WO97/26802 is related to a water-dispersible pigment composition comprising water-insoluble and/or hydrophobic natural pigment dispersed without the use of a surface active substance in an aqueous phase comprising a hydrocolloid. Vegetable carbon black pigment is simply mentioned in a list of suitable water-insoluble hydrophobic natural pigment. None of the working examples of WO97/26802 use vegetable carbon black as a pigment.

EP2011835 is directed to a water-dispersible composition comprising at least one water-insoluble pigment and at least one starch octenyl succinate derivative as a hydrocolloid. EP2011835 has no mention of use of carbo vegetabilis as a pigment.

It is the object of the present invention, to provide a colouring substance containing carbo vegetabilis which circumvents the above illustrated disadvantages of the state in the art. This object is solved by a water-dispersible colouring substance comprising carbo vegetabilis and at least 1 wt % of at least one starch octenyl succinate derivative as a dispersion agent.

The present invention further relates to a method of preparing a water-dispersible colouring substance comprising dispersing carbo vegetabilis in an aqueous medium comprising at least one starch octenyl succinate derivative.

Moreover, the present invention relates to the use of the above described colouring substance for colouring of an edible or pharmaceutical product. An edible or pharmaceutical product comprising the above colouring substance is also provided by the present invention.

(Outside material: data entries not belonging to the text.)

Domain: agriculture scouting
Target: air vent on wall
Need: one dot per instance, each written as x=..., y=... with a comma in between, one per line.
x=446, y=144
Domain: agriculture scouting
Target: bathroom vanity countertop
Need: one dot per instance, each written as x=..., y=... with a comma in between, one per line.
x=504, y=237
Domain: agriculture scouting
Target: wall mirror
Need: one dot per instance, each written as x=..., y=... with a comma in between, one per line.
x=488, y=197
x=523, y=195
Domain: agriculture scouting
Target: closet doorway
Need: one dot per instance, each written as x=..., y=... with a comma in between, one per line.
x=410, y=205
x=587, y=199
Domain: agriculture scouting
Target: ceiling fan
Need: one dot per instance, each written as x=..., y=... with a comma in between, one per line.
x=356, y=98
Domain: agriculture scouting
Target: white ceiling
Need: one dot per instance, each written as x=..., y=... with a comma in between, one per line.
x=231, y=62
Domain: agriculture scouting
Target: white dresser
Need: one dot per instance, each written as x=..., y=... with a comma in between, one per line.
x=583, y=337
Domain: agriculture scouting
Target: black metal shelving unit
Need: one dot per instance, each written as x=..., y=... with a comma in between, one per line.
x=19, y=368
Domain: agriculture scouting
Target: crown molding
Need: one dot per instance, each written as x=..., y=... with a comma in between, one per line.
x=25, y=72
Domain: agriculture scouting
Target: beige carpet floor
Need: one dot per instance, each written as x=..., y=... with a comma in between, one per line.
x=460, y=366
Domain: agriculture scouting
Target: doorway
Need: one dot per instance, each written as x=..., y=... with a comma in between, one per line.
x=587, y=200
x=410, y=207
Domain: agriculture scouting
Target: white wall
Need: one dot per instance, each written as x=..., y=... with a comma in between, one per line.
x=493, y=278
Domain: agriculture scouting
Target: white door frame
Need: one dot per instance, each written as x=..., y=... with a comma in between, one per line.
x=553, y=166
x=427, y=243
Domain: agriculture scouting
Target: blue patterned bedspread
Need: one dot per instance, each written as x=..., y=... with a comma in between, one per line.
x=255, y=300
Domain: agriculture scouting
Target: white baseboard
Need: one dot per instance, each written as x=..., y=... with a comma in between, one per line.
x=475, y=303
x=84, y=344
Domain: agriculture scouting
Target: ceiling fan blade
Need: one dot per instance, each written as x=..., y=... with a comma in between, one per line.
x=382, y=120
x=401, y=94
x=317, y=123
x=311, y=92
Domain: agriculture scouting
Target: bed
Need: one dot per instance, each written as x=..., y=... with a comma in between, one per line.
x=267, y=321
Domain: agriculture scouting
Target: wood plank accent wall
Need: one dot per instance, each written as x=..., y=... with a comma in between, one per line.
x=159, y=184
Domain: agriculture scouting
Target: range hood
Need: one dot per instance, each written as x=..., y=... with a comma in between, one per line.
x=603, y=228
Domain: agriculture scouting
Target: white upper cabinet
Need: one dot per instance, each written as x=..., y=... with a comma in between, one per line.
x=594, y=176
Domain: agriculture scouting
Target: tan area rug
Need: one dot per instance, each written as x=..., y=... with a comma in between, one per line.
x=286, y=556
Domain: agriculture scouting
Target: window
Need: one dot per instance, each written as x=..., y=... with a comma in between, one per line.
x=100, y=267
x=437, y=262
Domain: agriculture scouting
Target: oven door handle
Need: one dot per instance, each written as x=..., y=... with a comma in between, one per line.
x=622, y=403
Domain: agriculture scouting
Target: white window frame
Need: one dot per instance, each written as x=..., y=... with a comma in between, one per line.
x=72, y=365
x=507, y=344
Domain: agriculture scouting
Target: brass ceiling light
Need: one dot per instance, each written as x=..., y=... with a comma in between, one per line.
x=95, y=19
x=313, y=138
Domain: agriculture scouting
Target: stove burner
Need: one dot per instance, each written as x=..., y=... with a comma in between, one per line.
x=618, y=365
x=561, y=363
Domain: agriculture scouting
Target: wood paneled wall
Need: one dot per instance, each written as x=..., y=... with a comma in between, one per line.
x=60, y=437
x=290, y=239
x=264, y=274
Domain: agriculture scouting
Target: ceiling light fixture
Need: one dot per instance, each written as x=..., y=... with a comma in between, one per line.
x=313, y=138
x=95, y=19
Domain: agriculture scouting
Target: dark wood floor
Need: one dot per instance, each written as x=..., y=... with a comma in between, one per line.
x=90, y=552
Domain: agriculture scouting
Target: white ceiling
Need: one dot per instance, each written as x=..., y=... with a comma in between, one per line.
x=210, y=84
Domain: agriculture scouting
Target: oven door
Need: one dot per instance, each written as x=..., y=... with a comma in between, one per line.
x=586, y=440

The water-dispersible colouring substance provided by the present invention is highly effective in the colouring of edible and pharmaceutical products. Also, the colouring substance of the present invention can be further processed using any know prior art technology including comminuting to obtain a colouring composition having a reduced particle size. Useful techniques include wet milling as described in e.g. WO91/06292. The excellent colouring properties of the colouring substance as provided can thus be further improved according to any particular need.

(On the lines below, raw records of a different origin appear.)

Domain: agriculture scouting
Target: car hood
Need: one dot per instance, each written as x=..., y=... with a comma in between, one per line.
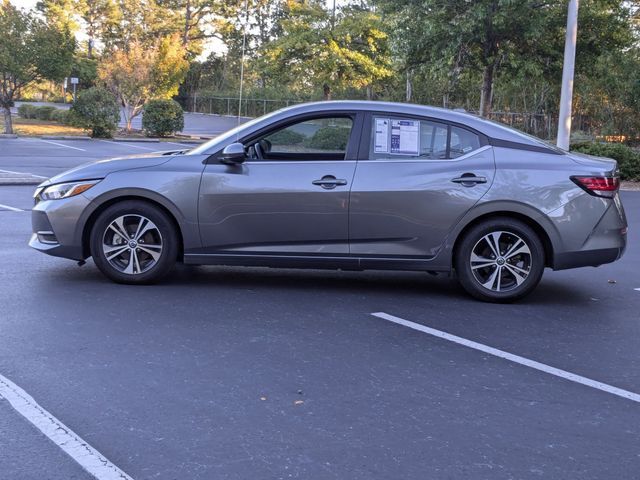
x=102, y=168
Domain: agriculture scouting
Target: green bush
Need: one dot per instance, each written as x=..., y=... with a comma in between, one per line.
x=162, y=118
x=44, y=113
x=286, y=137
x=96, y=109
x=330, y=138
x=27, y=111
x=628, y=159
x=60, y=116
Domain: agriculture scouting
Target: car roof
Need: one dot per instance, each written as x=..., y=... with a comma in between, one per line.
x=489, y=128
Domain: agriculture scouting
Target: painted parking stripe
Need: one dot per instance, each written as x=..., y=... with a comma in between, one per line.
x=13, y=209
x=84, y=454
x=128, y=144
x=63, y=145
x=512, y=358
x=21, y=173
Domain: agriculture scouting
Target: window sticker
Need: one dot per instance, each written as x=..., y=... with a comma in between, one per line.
x=405, y=137
x=382, y=136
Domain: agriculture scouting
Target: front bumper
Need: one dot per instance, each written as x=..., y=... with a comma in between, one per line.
x=57, y=229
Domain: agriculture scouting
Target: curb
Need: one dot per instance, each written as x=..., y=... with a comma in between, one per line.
x=19, y=178
x=63, y=137
x=144, y=140
x=26, y=180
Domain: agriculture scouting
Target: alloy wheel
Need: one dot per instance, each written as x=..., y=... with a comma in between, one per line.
x=132, y=244
x=501, y=261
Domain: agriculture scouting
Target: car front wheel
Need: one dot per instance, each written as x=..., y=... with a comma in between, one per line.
x=134, y=242
x=500, y=260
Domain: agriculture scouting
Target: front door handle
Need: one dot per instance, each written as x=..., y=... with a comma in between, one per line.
x=329, y=181
x=469, y=179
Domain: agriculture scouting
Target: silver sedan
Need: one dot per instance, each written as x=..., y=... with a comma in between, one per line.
x=344, y=185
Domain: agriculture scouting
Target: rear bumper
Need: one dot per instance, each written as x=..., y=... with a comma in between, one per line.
x=589, y=258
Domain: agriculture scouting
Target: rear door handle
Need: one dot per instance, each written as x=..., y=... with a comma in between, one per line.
x=329, y=181
x=469, y=179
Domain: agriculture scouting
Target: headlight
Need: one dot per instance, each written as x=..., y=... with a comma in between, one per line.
x=63, y=190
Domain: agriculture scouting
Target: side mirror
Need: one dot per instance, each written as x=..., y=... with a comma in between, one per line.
x=233, y=154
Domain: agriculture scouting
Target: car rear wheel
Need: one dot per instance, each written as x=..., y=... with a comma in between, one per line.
x=134, y=242
x=500, y=260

The quality of the resulting colouring composition of any further improvement process will always depend on the quality of the colouring “starting material”. Accordingly, the colouring substance provided by the present invention is superior in such further processes as compared to state of the art products due to the above mentioned improved properties. Particularly, the colouring strength (total content of pigment) is a very important quality parameter of any colouring substance.

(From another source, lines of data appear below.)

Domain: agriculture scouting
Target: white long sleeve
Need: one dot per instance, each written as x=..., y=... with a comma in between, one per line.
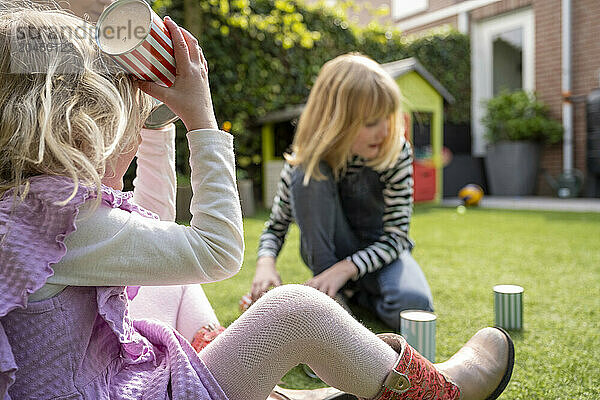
x=115, y=247
x=155, y=183
x=184, y=307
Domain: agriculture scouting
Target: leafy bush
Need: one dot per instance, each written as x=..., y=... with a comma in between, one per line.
x=264, y=55
x=519, y=116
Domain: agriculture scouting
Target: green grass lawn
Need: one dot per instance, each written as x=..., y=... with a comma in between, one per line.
x=554, y=256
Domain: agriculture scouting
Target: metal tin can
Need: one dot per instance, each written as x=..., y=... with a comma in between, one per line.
x=508, y=306
x=418, y=328
x=136, y=37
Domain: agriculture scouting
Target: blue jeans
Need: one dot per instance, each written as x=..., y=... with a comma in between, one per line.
x=336, y=219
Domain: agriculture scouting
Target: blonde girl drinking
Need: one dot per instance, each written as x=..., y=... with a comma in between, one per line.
x=69, y=246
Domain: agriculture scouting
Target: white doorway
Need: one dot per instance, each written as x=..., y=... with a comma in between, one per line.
x=502, y=58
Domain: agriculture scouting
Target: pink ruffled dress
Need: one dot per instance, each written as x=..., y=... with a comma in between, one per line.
x=80, y=344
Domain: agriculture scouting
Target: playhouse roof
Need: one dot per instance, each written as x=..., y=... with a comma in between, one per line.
x=394, y=68
x=402, y=67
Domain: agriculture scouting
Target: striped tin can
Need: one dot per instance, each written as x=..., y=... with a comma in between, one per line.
x=136, y=37
x=508, y=306
x=418, y=328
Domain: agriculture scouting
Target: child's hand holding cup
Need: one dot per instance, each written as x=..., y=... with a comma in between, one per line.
x=165, y=57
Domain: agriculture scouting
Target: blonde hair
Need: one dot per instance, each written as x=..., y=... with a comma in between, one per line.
x=350, y=91
x=61, y=112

Current products contain around 10 wt % of carbo in dispersion whereas the colouring substance prepared according to the present invention may contain above 10 wt % carbo, such as above 15 wt %, such as above 20 wt %, such as above 25 wt %, such as above 30 wt %, and such as above 40 wt %. Thus the present invention may contain about 15 wt %, such as 20 wt %, such as 25 wt % or even higher contents such as about 30 wt %, 40 wt % or 50 wt % carbo. As appreciated by the person of skill in the art there is a very strong interrelationship between particle size, surface area and resulting viscosity of a given dispersion. Thus, a high content of carbo vegetabilis in the colouring substance is more readily achieved with larger particle sizes without compromising the viscosity.

A colouring substance having a lower content of carbo is also encompassed by the present invention. Such lower content may be in the range of 0.5 wt % to 10 wt %, including a content of about, 2 wt %, 4 wt %, 6 wt % and 8 wt % and including a range such as of 0.5 wt % to 8 wt %, such as of 0.5 wt % to 6 wt %, such as of 0.5 wt % to 4 wt %, such as of 0.5 wt % to 2 wt %.